Gold

Gold hit its highest since late September on Tuesday, extending a year-end rally that saw the metal rise 4.4 percent in the last three weeks of 2017, as a further retreat in the dollar drove prices above $1,310 an ounce.Palladium prices meanwhile bounced to a new 17-year high, within $5 of their all-time peak, as tightening emissions controls and a swing away from diesel cars in Europe fuelled fears of a shortage of the metal after years of market deficit.

Spot gold was up 0.8 percent at $1,312.52 an ounce at 1505 GMT, while U.S. gold futures for February delivery were up $4.90 an ounce at $1,314.20.

The weaker dollar, which posted its biggest annual drop since 2003 last year, helped to lift gold by more than 13 percent in 2017. The metal surged $55 an ounce in the last three weeks of the year alone.

While technical analysts warn that gold’s rally is now looking overstretched, spot prices rose to a peak of $1,313.88 an ounce earlier on Tuesday.

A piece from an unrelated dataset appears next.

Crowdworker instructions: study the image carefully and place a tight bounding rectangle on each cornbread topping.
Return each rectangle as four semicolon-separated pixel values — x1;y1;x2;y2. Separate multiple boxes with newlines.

“Gold starts 2018 at the highest level since September, and the highest January opening since 2013,” Mitsubishi analyst Jonathan Butler said. “It is only the fourth time ever that gold has opened the year above $1,300.”

“The key questions for gold in 2018 will be how quickly developed economies can normalise interest rates after more than a decade of monetary largesse; how much further global equity market rallies can extend; what the longer-term impact of the Trump tax reforms will be on corporates and on U.S. government debt levels; and when inflation will finally start to pick up.”

Further dollar weakness could support gold in the near term, he said. The U.S. currency slipped to a four-month low against the euro on Tuesday on optimism over a brightening economic picture in the euro zone, while stocks had a groggy start to the year. [FRX/] [MKTS/GLOB]

Gold has benefited from technical strength over the past two weeks, but the bulk of its rally came during the holiday period with much lower-than-normal average daily volumes, Jeffrey Halley, senior market analyst at OANDA, said, adding that the metal is looking overbought.

Among other precious metals, spot silver was up 1.1 percent at $17.13. Spot platinum was 1.2 percent higher at $937.

Palladium was up 2.3 percent at $1,084.95. Earlier it reached $1,090.60, its highest since Jan. 2001, when it peaked at a record $1,095. It was the standout performer among major precious metals last year, rising 56 percent to hit a series of multi-year highs.

“The fundamentals are strong, it’s true... but this has the mark of a spec squeeze especially given today’s thin trading, right at the start of the year with many market participants still enjoying holidays,” Mitsubishi’s Butler said.